O contexto histórico deste livro é o Brasil colônia e seu regime escravocrata. A localização geográfica se dá no nordeste brasileiro, nos solos de massapê (argiloso) da zona da mata no Estado da Paraíba. As relações sociais vividas na época são o ponto alto do livro, onde a figura quase heróica do coronel mistura o poder econômico da fazenda de engenho, com o poder político de prefeito da cidade, concentrada na mesma pessoa: Coronel José Paulino. Estes fatores e muitas das características citadas no romance estão presentes na história da sociedade brasileira da época da escravidão, principalmente da região nordestina.



CRENDICES POPULARES – O livro faz referências a crendices populares, como a do lobisomem, que é citada através de João Cutia, um comprador de ovos da Paraíba. “Não tinha uma gota de sangue na cara e andava sempre de noite, para melhor fazer as suas caminhadas, sem sol”. Achava-se que ele era lobisomem.

“O lobisomem é outro mito presente no imaginário nordestino. Vinda da Europa, onde o mito do ser humano que vira lobo é conhecido desde a Grécia Antiga, onde Liacon, por Ter atacado Zeus, foi transformado num desses animais – esse mito, que por sinal existe no resto do Brasil, no Nordeste é explicado de várias formas. Uma delas é que quando um casal tem sete filho homens, se não der o último para ser batizado pelo mais velho, ele vira lobisomem. Irmão que tem relações sexuais com a irmã, se tiver filho, ele será lobisomem. Também filho de relação sexual entre compadre e comadre tem tudo para se um “lobo-homem”.
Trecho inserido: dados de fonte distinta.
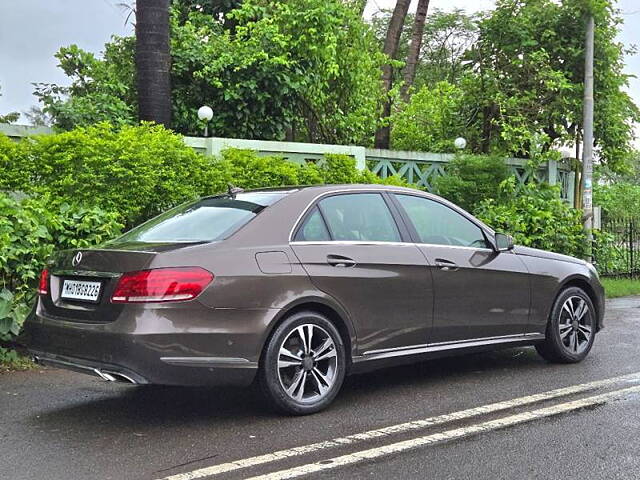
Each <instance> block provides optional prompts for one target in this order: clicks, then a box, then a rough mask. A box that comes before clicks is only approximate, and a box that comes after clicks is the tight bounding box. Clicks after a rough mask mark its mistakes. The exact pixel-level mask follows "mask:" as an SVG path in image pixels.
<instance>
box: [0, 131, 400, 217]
mask: <svg viewBox="0 0 640 480" xmlns="http://www.w3.org/2000/svg"><path fill="white" fill-rule="evenodd" d="M0 171H1V172H3V174H2V175H1V176H0V190H7V191H21V192H25V193H27V194H48V195H50V196H51V198H53V199H55V198H58V199H73V201H74V202H77V203H82V204H87V205H98V206H100V207H101V208H103V209H105V210H107V211H113V212H116V213H118V215H119V216H120V219H121V220H122V222H123V223H124V224H125V225H126V226H127V227H131V226H134V225H136V224H139V223H140V222H142V221H144V220H146V219H148V218H150V217H153V216H155V215H157V214H158V213H160V212H163V211H165V210H167V209H169V208H171V207H173V206H175V205H177V204H179V203H182V202H184V201H186V200H188V199H191V198H195V197H198V196H202V195H211V194H215V193H218V192H221V191H225V190H226V189H227V185H228V184H229V183H232V184H233V185H235V186H238V187H242V188H258V187H271V186H284V185H305V184H319V183H361V182H366V183H372V182H381V181H382V180H380V179H379V178H378V177H377V176H375V175H373V174H371V173H370V172H360V171H358V170H357V169H356V167H355V160H354V159H353V158H351V157H349V156H345V155H327V156H326V158H325V159H324V160H323V161H322V162H320V165H316V164H306V165H297V164H294V163H291V162H288V161H286V160H285V159H283V158H280V157H273V156H272V157H259V156H258V155H257V154H256V153H255V152H252V151H246V150H234V149H231V150H227V151H225V152H223V153H222V155H221V157H220V158H212V157H205V156H203V155H201V154H198V153H196V152H195V151H194V150H193V149H192V148H191V147H188V146H186V145H185V144H184V142H183V139H182V137H181V136H180V135H176V134H174V133H172V132H171V131H169V130H166V129H164V128H163V127H161V126H158V125H152V124H143V125H140V126H125V127H122V128H119V129H118V128H115V127H113V126H111V125H109V124H106V123H100V124H97V125H95V126H91V127H84V128H77V129H75V130H72V131H69V132H64V133H59V134H55V135H42V136H36V137H33V138H31V139H29V140H26V141H23V142H20V143H14V142H12V141H10V140H9V139H8V138H7V137H6V136H3V135H0ZM384 182H385V183H403V182H402V181H401V180H398V179H396V178H390V179H387V180H384Z"/></svg>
Dizem que são nas noites de quinta para sexta-feira, principalmente se for noite de lua cheia, que a pessoa se transforma. Para haver o desencantamento há várias maneiras: deve-se tirar sangue dele, mas sem se sujar, pois se isso acontecer vira-se lobisomem também. Quando ele aparecer, deve-se fazer o sinal da cruz diante dele que ele corre. Ou, então, rezar três ave-marias.


Já para matar o lobisomem um jeito é usar bala besuntada com cera benta de vela de igreja”. ( O Grande livro do folclore ).
Quando José Gonçalo, um negro que trabalhava no engenho de José Paulino, é morto por Mané Silvino, aparece o lendário do engenho mal-assombrado, o qual no Nordeste ocorre à meia-noite, no meio do silêncio, quando o engenho começa a funcionar sozinho. Dizem que esta noite assombrada, só pode ser presenciada por aqueles que têm amor aos tempos que não voltam mais.

José Paulino também fazia remédios – uma crença nos medicamento naturais – ele tratava de tudo, fazia sinapismos de mostarda, dava banhos quentes, óleo de rícino, jacaratiá para vermes. Curava assim os negros, os netos, os trabalhadores e lancetava furúnculos.